In Florida, I do a lot of snook fishing, and in the spring and fall that means tossing big mullet around bridges and seawalls. For larger snook, a 10- to 14-inch mullet is the perfect-sized bait. But on a number of occasions I’ve had gator trout crush those big mullet. I recall one trout struggling for almost a minute to get a big mullet down. It ate the bait along a seawall in the middle of the day, and wallowed on the surface as it worked the big bait down its throat. That fish weighed just over 12 pounds, and is my biggest trout to date.

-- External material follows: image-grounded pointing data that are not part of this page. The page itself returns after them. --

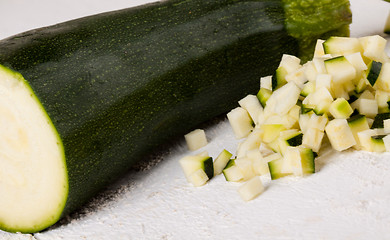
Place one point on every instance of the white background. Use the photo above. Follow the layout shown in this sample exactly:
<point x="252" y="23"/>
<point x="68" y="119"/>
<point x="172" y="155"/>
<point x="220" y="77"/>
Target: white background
<point x="348" y="197"/>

Food and comfort attract seatrout to any given area, and what’s good for one is usually attractive to others, so don’t expect big trout to be loners. Trophy trout are regularly encountered in small schools of three to seven fish, particularly during the winter months when they seek out the same type of terrain for warmth. The same holds true in spring and early summer when the fish gather to spawn in the deeper channels abutting shallow flats. Areas that have held big fish in the past will regularly produce similar results in the future given the same conditions. Remember that.

It’s up to you to figure out what brought the trout to any given location. If it’s the food, match the food source in size, shape and color. If it’s comfort, then fish the areas that seem to offer room service. And if it’s reproduction, then get ready for multiple strikes from big fish. Understand what attracts gator trout, and you’ll catch a lot more trophies from here on out.